相性と能力諸々の確認
で、どうしたかって。……選択肢なんてある訳ない。その境遇というか、周囲の最低さに共感を覚えた時点で私の負けだよ。実際、「異世界アイカ」を取得出来たら異世界に行けるって事を当てにしている以上、不測の事態が起こりうる、っていうのは確かなんだし。
それなら先に自分の苦手分野を確認して、そこを補ってくれる誰かと行動を共にするのは合理的だし、その為に他の「申請者」と行き会うシステムになっているんだろうから。
「……同行者強化極振り?」
「きょくふりって何?」
「一点特化の言い換え言葉」
「そうなんだー!」
ちなみにこの会話で分かる通り、私の火力が更に跳ね上がった。というか、威力が上がりすぎて反動で肩が痛い。おかしいな、防御力も上がってる筈なんだけど。……元が違うから、同じ係数をかけても差がつくのか。そうか。

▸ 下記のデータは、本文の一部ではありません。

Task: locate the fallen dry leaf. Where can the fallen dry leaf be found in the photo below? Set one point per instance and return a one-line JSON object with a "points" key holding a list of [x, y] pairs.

どうやらひーちゃんはある程度大きさを変えられるらしく、私が地上を歩けば色々採取できることを教えてからは、中型猫サイズになって警戒してくれている。敵に関して言えば、感知範囲はひーちゃんの方が上みたいだ。
なお満華は自分の能力を上げるスキルはほとんど持っておらず、装備も最初に選んだものだけとなっている。武器は卵を選び、そこからひーちゃんが生まれたらしい。……この時点で、なんかおかしいなとは思ったんだ。
「……装備を、拾ったことが、ない……?」
「うん。ひーちゃんのいるところを豪華に出来る物はいっぱい拾ったけど、装備はないなー」
そもそもその「ひーちゃんのいる場所」というのが何なんだって話なんだが、どうやら話を聞くに、持ち歩ける「安全地帯」みたいなものらしい。何その便利なやつ。もちろん色々制限があって、その中には滞在時間もあるみたいだけど。
何より、そこには果樹があって、食べ物を放り込むだけで菓子パンとかに加工してくれる設備があるんだそうだ。何それ羨ましい。こっちはスポーツドリンクの方が味のする携帯食しかなくて、この自然あふれる感じの場所に来てようやく果物と山菜が食べられるようになったとこだっていうのに。
栄養はとれていても心は荒む。どれだけ食事っていうのが人間にとって重要か、恐らく世間一般からすれば美味しいものは食べていない私でも知ってる。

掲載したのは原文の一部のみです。